|• The revolution of 1911 that toppled the Manchu Dynasty and established the Republic of China brought problems for the Buddhist Sangha. To combat these trends arose a remarkable monk, T’ai-hsu (1898-1947) who was able to rally his fellow religionists and to initiate a program of reform. On the national scale he organised a Chinese Buddhist Society in 1929.
• A revival of the Idealistic School was initiated by the publication in 1901of the Ch’eng-wei-shih-lun (Notes on the Completion of the Idealistic Doctrine) of K’uei-chi, long lost in China but brought back from Japan. The leader of this revival was the layman Ou-yang Chien, and the Institute of Inner Learning, which he organised in Naking (Nanjing) in 1922.

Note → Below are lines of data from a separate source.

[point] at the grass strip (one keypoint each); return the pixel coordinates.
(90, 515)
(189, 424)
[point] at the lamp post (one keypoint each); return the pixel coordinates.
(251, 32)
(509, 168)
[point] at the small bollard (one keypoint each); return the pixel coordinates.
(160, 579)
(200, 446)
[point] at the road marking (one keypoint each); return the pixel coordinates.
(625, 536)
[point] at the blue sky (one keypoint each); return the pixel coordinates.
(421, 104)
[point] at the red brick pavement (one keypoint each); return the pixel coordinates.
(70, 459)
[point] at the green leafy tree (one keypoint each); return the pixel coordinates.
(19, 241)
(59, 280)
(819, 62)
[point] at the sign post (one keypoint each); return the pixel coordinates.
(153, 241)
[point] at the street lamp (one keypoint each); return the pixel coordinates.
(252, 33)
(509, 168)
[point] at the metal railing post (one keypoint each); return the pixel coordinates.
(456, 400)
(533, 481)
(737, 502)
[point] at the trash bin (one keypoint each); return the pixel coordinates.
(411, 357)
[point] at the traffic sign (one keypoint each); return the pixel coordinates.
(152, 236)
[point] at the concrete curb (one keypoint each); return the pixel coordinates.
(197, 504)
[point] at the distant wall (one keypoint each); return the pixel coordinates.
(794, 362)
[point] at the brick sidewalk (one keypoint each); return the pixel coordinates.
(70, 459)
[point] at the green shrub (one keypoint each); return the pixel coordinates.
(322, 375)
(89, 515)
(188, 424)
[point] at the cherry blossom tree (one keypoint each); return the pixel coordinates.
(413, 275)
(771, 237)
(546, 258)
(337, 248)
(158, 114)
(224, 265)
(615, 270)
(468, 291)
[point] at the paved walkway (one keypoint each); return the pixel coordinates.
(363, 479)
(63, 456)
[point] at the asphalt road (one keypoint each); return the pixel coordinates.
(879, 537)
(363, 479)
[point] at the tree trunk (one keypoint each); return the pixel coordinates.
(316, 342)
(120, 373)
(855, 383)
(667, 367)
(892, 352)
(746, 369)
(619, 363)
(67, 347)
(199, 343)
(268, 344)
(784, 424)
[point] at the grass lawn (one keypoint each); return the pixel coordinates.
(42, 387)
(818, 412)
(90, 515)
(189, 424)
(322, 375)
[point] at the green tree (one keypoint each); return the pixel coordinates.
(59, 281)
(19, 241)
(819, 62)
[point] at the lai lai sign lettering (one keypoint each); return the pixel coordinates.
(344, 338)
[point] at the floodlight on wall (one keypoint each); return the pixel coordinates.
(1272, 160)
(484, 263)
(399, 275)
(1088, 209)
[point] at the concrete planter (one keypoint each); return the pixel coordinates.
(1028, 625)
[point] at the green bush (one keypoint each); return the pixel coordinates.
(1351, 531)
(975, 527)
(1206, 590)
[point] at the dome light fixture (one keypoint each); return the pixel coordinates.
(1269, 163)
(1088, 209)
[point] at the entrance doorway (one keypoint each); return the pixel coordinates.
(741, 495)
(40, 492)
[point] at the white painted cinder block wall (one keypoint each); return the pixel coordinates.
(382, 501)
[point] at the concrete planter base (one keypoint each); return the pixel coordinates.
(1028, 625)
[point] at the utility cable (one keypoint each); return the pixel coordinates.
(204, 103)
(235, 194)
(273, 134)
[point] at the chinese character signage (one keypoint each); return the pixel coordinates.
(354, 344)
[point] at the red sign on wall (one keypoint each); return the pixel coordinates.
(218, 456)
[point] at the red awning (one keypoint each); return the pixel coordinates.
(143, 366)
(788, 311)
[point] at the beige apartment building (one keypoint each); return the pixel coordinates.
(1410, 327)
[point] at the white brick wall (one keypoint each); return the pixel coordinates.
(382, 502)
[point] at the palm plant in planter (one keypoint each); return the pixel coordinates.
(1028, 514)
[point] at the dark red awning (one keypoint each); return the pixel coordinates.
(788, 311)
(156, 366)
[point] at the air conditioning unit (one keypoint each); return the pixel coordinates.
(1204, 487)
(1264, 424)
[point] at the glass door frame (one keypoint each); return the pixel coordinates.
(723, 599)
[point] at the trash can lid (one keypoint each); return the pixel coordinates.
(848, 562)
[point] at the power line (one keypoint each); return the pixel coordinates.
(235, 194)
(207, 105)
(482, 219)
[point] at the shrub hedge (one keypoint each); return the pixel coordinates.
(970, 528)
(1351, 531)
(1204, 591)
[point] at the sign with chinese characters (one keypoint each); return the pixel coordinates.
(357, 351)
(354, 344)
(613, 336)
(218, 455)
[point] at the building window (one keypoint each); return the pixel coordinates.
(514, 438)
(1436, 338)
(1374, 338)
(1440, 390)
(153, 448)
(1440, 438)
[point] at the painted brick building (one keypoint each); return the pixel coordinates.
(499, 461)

• Hsu Yun, Ch’an Master (1840-1959) ‘Universally regarded as the most outstanding Buddhist of the Chinese Sangha in the modern era’ (Richard Hunn). Dharma successor of all five Ch’an schools; main reformer in Chinese Buddhism revival (1900-50).
• Wong Mou-Lam translated the The Platform Sutra into English and founded the journalChinese Buddhism (1930).
• (1898-1978) Upasaka Lu K’uan Yu (Charles Luk) Translator and Writer on Ch’an. Born in Canton. Lived in exile in Hong Kong.
• The official formation of the Chinese Buddhist Association by the government of the People’s Republic of China on May 30th, 1953.
• The Cultural Revolution (1965-75) Buddhist temples and monasteries were sacked and the already weakened Sangha was further depleted. The excesses of this time have since been regretted, however, and a more liberal policy introduced.
• Ven. Cheng Yen founds Tzu Chi Compassion Relief Association (1966) and Tzu Chi Compassion Foundation (1980).